No to oppression of women
- Founded: 2009
- Focus: Women's rights
- Region served: Sudan
- Method: Monitoring, advocacy, legal aid
- Key people: Ihsan Fagiri

= No to Oppression against Women Initiative =

Sudanese women's group active during the al-Bashir and Sudanese Revolution eras

The No to Oppression against Women Initiative (Arabic: مبادرة لا لقهر النساء Mubadarat La Liqahr al-Nisa' ), also known as the No to Women's Oppression Initiative, is a Sudanese women's rights group. The group was active during the Omar al-Bashir era and played a significant role during the 2018–2019 Sudanese Revolution.

==Creation==
The No to Oppression against Women Initiative was created in 2009 to defend women's rights in Sudan after Lubna Ahmed al-Hussein, a female Sudanese journalist working with the United Nations, was arrested for wearing trousers, which was considered by judicial authorities to be a violation of Sharia-based public order law. Hussein was arrested with twelve other women who had also been wearing trousers at a Khartoum restaurant. At the 4 August 2009 trial, two hundred women and men activists demonstrated in protest against the trial and were dispersed by riot police using tear gas, shields and sticks. Ten women had already been flogged for wearing trousers. One of the protest banners at the 4 August protest showed the slogan adopted as the name of the Initiative: "No to oppression against women".

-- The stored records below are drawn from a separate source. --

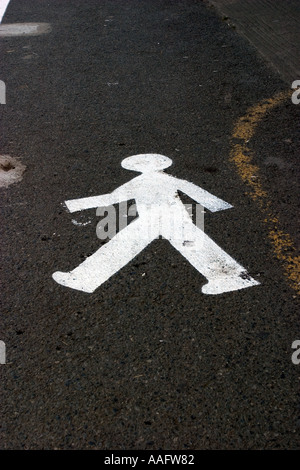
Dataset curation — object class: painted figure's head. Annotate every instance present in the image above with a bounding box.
[121,154,173,173]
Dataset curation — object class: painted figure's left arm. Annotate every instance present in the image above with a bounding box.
[176,178,233,212]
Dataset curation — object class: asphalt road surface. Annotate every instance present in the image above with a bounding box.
[0,0,299,450]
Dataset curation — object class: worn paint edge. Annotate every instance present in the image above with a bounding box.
[0,0,10,24]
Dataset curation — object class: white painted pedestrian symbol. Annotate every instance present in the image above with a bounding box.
[52,154,260,294]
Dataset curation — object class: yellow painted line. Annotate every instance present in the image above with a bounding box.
[230,90,300,294]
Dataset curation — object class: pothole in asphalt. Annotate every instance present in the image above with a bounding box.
[0,155,26,188]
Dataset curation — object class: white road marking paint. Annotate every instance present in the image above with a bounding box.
[71,218,91,227]
[53,154,260,295]
[0,340,6,364]
[0,22,51,37]
[0,0,10,23]
[0,79,5,104]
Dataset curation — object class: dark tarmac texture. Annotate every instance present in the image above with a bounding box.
[0,0,299,449]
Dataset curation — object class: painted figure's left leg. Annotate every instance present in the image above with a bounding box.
[163,215,260,295]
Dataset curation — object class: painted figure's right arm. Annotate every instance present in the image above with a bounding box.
[65,193,113,213]
[65,179,137,213]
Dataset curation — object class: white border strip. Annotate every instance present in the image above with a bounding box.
[0,0,11,23]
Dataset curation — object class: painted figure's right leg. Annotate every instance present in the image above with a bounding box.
[52,215,158,293]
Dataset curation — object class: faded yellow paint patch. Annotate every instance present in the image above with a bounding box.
[230,145,268,199]
[232,93,287,141]
[230,89,299,294]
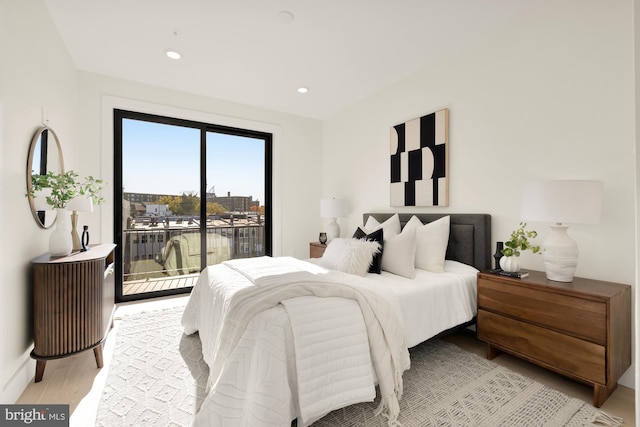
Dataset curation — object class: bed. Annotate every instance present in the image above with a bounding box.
[181,213,491,427]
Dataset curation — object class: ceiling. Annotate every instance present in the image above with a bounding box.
[43,0,543,120]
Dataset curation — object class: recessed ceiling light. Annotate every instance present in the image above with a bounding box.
[297,87,309,94]
[166,49,182,60]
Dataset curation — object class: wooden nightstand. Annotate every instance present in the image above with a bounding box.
[477,270,631,408]
[309,242,327,258]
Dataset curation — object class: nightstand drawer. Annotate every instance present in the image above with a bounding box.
[478,277,606,345]
[478,310,606,384]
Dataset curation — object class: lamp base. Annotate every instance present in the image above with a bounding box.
[326,218,340,242]
[71,211,82,252]
[542,224,578,282]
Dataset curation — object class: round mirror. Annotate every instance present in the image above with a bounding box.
[26,126,64,229]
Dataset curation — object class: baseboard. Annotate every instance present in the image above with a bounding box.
[618,363,635,390]
[1,357,35,403]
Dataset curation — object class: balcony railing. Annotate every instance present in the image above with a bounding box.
[122,218,265,292]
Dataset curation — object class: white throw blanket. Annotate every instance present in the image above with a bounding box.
[207,256,410,426]
[281,296,375,426]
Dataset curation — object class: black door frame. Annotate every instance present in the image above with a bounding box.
[113,109,272,303]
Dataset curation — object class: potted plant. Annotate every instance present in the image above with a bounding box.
[28,170,105,208]
[500,222,540,272]
[28,170,105,256]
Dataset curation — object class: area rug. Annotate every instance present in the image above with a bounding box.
[95,306,623,427]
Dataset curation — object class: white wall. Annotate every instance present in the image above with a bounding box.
[324,0,636,388]
[1,0,80,402]
[1,0,324,403]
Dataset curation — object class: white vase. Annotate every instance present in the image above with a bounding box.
[49,208,73,256]
[499,255,519,272]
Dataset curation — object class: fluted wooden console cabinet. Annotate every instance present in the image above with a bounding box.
[30,243,116,382]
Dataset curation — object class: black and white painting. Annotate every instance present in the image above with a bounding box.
[390,108,449,207]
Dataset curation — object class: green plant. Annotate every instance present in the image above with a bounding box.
[501,222,540,257]
[28,170,105,209]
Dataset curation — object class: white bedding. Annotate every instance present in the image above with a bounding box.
[367,260,479,348]
[281,296,375,425]
[182,257,478,426]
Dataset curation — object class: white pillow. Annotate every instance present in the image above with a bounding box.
[364,214,401,241]
[403,215,450,273]
[404,215,423,230]
[380,227,416,279]
[319,238,381,276]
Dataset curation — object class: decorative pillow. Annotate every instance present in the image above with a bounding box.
[364,214,401,241]
[319,238,381,276]
[403,215,450,273]
[353,227,384,274]
[380,227,416,279]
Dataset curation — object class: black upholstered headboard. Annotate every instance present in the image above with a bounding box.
[362,213,492,272]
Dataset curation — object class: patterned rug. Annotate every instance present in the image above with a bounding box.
[95,306,623,427]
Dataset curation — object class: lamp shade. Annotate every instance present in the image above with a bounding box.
[66,196,94,213]
[67,196,94,252]
[521,180,603,225]
[320,198,347,218]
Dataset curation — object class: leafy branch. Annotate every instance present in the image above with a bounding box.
[501,222,540,257]
[28,170,106,209]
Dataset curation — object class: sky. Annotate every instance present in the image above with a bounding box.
[122,118,265,204]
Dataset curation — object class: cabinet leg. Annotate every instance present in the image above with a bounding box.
[486,344,501,360]
[35,360,46,383]
[93,345,104,369]
[593,383,616,408]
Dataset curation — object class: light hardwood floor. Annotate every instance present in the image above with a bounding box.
[16,295,635,426]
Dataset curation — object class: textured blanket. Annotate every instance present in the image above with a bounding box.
[185,256,410,426]
[281,296,375,425]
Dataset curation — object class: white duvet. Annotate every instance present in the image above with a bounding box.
[366,260,479,347]
[182,257,410,426]
[182,257,477,426]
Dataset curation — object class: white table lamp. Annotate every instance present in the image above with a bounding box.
[521,180,603,282]
[67,196,94,251]
[320,198,347,241]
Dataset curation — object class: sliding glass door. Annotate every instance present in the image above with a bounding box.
[204,131,267,263]
[114,110,272,302]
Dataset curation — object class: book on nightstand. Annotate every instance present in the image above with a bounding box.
[488,269,530,279]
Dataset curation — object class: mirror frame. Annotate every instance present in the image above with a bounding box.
[26,126,65,229]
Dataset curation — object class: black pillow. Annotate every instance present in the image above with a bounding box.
[353,227,384,274]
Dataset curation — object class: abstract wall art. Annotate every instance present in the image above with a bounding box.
[390,108,449,207]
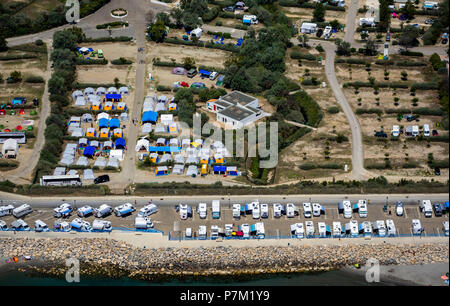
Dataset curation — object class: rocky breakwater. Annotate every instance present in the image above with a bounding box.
[0,238,448,280]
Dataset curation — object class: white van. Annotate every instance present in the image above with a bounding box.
[198,225,207,239]
[209,71,218,80]
[77,205,94,217]
[333,221,343,237]
[290,223,305,238]
[423,124,430,137]
[303,203,312,218]
[0,205,14,217]
[392,125,400,137]
[442,221,449,236]
[114,203,136,217]
[12,204,32,218]
[138,203,158,217]
[252,202,260,219]
[312,203,322,217]
[185,227,193,238]
[318,222,327,237]
[197,203,207,219]
[232,204,241,219]
[373,220,387,237]
[273,203,284,218]
[305,221,315,237]
[286,203,298,218]
[53,203,73,218]
[211,225,220,239]
[386,219,396,236]
[212,200,220,219]
[95,204,112,218]
[420,200,433,218]
[260,203,269,218]
[34,220,49,232]
[358,200,368,218]
[135,217,153,229]
[412,219,423,235]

== Members and co-founders ==
- Ihsan Fagiri
- Amal Habani
- Tahani Abass
- Rashida Shamseldein
- Najlaa Norin
- Gomaria Omer
- Amira Osman Hamed

==Aims==
The Initiative aims to defend women's rights via monitoring rights violations, supporting victims during court hearings, making press releases, organising workshops, providing pro bono lawyers for victims and visiting women in prisons.

== Activities ==
The initiative implements a number of activities across Sudan, such as:

- Monitoring violations
- Advocacy and awareness raising campaign
- Legal aid and specific need support
- Finance and other resources

==Al-Bashir era==
In August 2014, the National Intelligence and Security Service (NISS) arrested 16 No to Oppression against Women Initiative members who were calling for the release of Mariam al-Mahdi, vice-president of the National Umma Party and daughter of former prime minister Sadiq al-Mahdi.

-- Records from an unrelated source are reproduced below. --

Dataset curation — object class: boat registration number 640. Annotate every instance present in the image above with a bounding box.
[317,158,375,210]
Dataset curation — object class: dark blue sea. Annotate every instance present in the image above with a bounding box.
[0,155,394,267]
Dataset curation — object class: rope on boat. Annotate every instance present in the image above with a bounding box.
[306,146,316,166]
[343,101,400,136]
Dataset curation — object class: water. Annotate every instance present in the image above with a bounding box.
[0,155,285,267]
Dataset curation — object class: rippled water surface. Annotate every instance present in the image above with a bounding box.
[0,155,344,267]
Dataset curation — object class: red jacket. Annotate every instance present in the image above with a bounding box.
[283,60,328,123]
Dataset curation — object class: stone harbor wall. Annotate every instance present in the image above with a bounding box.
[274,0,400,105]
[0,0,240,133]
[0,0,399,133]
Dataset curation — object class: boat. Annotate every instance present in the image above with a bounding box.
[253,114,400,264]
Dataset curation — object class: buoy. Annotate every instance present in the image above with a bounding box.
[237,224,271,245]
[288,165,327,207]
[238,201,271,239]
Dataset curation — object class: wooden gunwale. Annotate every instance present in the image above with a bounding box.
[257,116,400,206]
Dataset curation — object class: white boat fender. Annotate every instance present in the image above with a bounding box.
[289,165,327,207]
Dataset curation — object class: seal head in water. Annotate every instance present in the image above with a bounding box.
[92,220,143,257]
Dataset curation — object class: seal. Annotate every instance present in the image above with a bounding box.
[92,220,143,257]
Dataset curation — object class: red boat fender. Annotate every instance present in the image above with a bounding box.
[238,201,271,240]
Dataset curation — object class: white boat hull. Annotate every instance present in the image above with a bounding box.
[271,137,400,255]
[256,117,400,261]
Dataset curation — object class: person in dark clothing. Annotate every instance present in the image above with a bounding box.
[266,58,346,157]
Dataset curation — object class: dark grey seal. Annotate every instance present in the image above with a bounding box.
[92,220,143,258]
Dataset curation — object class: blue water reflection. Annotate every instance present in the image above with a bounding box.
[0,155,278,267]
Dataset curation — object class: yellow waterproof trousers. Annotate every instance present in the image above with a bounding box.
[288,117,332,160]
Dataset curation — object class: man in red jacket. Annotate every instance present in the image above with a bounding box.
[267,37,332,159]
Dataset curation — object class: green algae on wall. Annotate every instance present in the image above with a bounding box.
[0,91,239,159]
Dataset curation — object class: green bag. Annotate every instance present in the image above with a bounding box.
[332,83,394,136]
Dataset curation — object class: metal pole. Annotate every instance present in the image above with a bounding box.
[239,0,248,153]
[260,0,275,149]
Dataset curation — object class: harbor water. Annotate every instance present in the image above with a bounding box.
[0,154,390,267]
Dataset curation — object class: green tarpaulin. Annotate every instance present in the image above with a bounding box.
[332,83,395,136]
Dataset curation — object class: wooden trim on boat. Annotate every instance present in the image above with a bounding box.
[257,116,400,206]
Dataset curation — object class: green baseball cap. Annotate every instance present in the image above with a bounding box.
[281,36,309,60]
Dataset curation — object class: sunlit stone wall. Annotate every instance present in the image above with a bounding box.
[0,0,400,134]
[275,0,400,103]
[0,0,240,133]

In 2016, the No to Oppression against Women Initiative documented the sentencing of 15,000 women to flogging, out of a total of 45,000 prosecutions of women under the Public Order Act. The Initiative organised seminars and cultural resistance via festivals.

In early 2018, during a crackdown against human rights activists, NISS summoned four Initiative members, Rashida Shamseldein, Ihsan Fagiri, Najlaa Norin and Gomaria Omer, for interrogation.

==Sudanese Revolution==
The No to Oppression against Women Initiative was one of the major feminist networks, along with Women of Sudanese Civic and Political Groups, that played a prominent role in the Forces of Freedom and Change (FFC) alliance that coordinated protests and negotiated with the Transitional Military Council during the 2018–2019 Sudanese Revolution.

During the 39-month transition phase to democracy, on behalf of the No to Oppression against Women Initiative, Ihsan Fagiri protested on 22 October 2019 against the men-only nature of the Khartoum massacre investigation commission. She stated that, as many women had been killed or thrown dead into the Nile, 70 women and men had been raped, and three women rape victims had committed suicide after the massacre, women should be represented as commission members.